Prep Ahead: toast the walnuts on meal prep day and keep separate from the other salad ingredients until you’re planning to eat so they can retain their crunchiness.
Three Cheers for Goat Cheese
Figs pair so perfectly with goat cheese and this salad with roasted beets is no exception. Crumbling on the goat cheese is a final last step to add a tangy creamy texture to the dish.
Prep Ahead: Buy a larger log than you need and cut it into 1 ounce slices but keep the log packaging intact and store in a zipseal bag.

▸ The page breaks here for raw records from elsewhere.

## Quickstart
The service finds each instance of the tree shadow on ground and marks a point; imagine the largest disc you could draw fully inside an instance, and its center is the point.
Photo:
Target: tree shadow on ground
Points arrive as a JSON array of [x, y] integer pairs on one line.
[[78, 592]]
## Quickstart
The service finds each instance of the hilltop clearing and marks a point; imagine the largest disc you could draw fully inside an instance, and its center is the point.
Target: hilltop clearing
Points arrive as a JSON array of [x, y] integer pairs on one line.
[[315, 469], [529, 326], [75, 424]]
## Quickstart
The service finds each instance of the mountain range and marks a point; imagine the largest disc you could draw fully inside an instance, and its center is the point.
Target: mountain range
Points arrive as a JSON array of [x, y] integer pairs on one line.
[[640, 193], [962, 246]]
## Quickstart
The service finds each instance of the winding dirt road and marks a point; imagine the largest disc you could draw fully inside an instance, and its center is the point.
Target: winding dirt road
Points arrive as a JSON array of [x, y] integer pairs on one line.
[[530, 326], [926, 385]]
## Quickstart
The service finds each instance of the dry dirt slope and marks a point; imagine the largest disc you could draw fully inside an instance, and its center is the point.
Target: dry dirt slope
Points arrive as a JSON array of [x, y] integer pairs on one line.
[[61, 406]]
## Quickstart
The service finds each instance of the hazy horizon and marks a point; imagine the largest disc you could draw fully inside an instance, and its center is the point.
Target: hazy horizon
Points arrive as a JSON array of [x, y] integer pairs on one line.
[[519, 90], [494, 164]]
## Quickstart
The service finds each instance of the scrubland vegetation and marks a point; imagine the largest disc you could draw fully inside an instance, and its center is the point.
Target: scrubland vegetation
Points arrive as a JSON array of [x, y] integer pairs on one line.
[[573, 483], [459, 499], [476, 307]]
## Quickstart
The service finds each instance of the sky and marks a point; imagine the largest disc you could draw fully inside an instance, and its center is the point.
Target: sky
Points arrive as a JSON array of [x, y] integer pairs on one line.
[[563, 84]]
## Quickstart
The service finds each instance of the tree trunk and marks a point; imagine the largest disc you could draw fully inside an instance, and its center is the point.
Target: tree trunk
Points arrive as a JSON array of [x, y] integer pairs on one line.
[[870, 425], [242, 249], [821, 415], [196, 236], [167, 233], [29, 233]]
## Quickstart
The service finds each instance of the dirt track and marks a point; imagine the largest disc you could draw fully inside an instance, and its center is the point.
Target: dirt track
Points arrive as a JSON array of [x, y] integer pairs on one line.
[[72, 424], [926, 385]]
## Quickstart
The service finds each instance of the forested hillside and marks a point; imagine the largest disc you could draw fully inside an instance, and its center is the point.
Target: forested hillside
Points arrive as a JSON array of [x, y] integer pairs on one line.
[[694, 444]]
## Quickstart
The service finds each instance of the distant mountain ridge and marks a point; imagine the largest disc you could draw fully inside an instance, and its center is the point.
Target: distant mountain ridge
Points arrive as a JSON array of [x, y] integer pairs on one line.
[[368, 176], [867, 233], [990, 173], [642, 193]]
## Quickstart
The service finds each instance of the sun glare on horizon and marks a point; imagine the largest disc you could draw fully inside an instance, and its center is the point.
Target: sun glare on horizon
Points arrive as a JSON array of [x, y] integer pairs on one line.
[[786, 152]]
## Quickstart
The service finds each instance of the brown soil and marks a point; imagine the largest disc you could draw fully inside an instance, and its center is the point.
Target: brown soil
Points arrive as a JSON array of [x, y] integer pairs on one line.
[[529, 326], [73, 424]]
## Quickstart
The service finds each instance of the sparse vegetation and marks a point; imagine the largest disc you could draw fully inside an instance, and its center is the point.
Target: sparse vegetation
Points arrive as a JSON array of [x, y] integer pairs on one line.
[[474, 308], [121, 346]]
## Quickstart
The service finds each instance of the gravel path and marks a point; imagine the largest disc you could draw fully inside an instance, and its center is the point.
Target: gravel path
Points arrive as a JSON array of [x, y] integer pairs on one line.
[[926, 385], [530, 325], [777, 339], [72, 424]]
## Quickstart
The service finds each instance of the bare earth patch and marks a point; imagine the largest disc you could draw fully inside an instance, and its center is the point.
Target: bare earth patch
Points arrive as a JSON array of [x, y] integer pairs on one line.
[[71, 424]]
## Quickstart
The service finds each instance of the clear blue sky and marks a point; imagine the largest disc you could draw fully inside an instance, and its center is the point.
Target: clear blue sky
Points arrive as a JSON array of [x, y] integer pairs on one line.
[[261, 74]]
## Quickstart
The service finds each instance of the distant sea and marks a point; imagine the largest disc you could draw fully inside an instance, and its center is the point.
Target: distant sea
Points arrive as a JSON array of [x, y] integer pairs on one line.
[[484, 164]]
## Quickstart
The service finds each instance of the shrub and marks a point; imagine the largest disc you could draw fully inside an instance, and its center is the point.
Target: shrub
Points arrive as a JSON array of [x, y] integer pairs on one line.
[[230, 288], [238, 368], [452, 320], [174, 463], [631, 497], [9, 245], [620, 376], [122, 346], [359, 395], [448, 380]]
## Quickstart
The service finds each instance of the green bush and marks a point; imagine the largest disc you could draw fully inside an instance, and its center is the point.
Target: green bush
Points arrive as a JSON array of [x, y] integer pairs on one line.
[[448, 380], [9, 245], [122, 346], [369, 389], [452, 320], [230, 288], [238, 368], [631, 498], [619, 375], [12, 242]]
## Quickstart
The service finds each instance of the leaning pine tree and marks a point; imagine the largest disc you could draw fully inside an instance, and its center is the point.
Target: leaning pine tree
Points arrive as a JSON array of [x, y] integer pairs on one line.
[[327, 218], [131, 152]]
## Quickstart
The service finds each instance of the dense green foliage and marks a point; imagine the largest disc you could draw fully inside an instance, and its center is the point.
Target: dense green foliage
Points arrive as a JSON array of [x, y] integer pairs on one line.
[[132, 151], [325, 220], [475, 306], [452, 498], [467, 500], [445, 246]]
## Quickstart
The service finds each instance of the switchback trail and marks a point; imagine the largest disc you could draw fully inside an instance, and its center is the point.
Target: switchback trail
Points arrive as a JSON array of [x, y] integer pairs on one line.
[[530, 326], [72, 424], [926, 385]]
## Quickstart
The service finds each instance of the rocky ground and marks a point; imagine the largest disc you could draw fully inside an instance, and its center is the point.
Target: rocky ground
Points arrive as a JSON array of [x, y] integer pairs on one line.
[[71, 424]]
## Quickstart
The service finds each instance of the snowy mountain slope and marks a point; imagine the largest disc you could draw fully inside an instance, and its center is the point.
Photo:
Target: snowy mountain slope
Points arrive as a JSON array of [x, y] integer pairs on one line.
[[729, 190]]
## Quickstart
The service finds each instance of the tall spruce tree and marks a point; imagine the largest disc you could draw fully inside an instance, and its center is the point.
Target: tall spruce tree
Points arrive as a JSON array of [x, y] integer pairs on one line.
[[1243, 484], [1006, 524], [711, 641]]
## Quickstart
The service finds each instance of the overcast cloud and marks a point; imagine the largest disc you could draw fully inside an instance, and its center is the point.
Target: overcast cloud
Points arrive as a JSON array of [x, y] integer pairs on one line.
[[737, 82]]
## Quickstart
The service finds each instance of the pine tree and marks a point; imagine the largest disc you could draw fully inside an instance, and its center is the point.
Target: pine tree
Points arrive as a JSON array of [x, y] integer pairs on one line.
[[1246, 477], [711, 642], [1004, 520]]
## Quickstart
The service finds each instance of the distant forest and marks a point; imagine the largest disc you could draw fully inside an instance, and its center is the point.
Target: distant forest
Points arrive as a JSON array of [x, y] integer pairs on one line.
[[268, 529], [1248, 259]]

Then all you have to do is nudge out the 1 ounce slice and crumble it on while assembling the salads.
Warm Lentil Salad with Beets + Balsamic Figs
- 10 ounces beets
- 1 cup DePuy lentils
- 3 cups water
- 1 teaspoon kosher salt
- 1/4 teaspoon dried thyme
- Dash red pepper flakes
- 1 cup dried figs
- 1/3 cup balsamic vinegar
- 1 tablespoon honey (or make it vegan with maple syrup)
- 1/2 teaspoon orange zest
- Kosher salt
- 6 cups arugula
- 1/2 cup toasted walnuts
- 8 ounces goat cheese (or vegan cheese, crumbled)
- Preheat the oven to 400F. Prick each beet 2 to 3 times with a fork. Set them on a baking sheet lined with foil (for easier clean-up). Once the oven comes to temperature, roast the beets for 1 hour or until fork-tender. Run them under cold water until cool to touch. Peel their skins off and cut each bite down the middle lengthwise, cutting both halves into half-moon slices. Set aside or store until ready to assemble salads.
- While the beets are roasting, make the lentils: Pick through the lentils and remove any rocks. Bring a saucepan with the lentils, water, salt, thyme, and red pepper flakes to a boil. Once boiling, cover and lower the heat to simmer for 20 minutes. Set aside or store until ready to assemble salads.
- While the beets roast and the lentils cook, make the balsamic figs: remove the stems and chop the figs. In a small saucepan or microwaveable bowl, combine the balsamic vinegar, honey, orange zest, salt, and pepper. Warm and whisk until combined. Stir in the figs and set aside for 5 minutes.
- Portion out the arugula into salad bowls. Top each bowl with 1/4 of the chopped beets, warm lentils, walnuts, figs—and any of the soaking balsamic drizzled on top is great too. Crumble the goat cheese on top.* Season with salt and pepper and serve.